Those concerned about not gaining (or re-gaining) those dreaded holiday pounds would be wise to skip the festive after-work cocktails and avoid the increase in alcohol consumption that generally comes along with celebrating the season.
Why? Well, according to an article in the New York Times, regular alcohol consumption may add anywhere from 100 to 300 extra calories a day to the average American’s intake. As a result, alcohol can be as likely a contributor to excessive weight gain, and by extension obesity, as drinking pop or other sugar-sweetened drinks.
The Times article cites a recent study by U.S. researchers that used data from the National Health and Nutrition Examination Survey. The survey took in information from more than 11,000 adults over the age of 20 years old.
The survey’s findings offer greater insight into not only how much people are drinking on a regular basis, but it also suggests just how that consumption may contribute to weight gain.
Some of the study’s more interesting findings include:
Among those who drink regularly, alcohol made up about 16 percent of their daily calories. In fact, in some cases people who drank regularly consumed more than 300 calories worth of alcohol a day.
Men, on average, drink more than women. And young men drink the most. But that doesn’t mean the female population is largely teetotal. In fact, about 18 percent of women have a daily drink.
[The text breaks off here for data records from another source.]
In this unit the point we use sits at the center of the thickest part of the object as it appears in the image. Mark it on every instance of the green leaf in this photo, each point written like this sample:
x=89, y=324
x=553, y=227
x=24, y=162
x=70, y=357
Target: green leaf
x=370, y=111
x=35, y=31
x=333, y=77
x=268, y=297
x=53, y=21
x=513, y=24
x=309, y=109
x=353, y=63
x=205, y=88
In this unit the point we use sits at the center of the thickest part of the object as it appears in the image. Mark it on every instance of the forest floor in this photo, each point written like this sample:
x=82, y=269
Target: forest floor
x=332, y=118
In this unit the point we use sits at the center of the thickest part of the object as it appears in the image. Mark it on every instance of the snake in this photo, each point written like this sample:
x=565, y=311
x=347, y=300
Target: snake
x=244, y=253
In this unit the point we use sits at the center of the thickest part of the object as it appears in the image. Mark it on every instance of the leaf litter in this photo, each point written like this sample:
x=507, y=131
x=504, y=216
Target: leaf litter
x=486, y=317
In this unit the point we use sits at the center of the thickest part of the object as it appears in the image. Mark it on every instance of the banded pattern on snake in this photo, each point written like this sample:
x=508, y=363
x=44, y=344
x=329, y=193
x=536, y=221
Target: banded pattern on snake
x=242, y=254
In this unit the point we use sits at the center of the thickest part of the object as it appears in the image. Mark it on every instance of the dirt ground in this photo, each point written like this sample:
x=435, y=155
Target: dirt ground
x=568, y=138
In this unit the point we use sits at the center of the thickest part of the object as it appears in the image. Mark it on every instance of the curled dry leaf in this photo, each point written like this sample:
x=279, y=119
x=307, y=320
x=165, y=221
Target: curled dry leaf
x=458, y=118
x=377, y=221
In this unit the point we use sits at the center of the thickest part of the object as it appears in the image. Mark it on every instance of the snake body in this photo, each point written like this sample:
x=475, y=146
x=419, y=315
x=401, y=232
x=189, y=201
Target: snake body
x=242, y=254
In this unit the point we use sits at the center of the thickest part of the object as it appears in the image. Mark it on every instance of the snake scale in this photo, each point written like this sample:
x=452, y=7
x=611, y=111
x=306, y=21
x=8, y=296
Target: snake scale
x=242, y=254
And women between the ages of 20 and 59 were the most frequent consumers, averaging 60 calories worth of alcohol a day.
While a large majority of the population examined in the study didn’t consumer alcohol regularly, the study didn’t take into account how seasonal parties may up consumption rates.
So, if you’re hoping to still fit into your jeans come Jan.1, you may want to give that 120-calorie glass of wine a pass.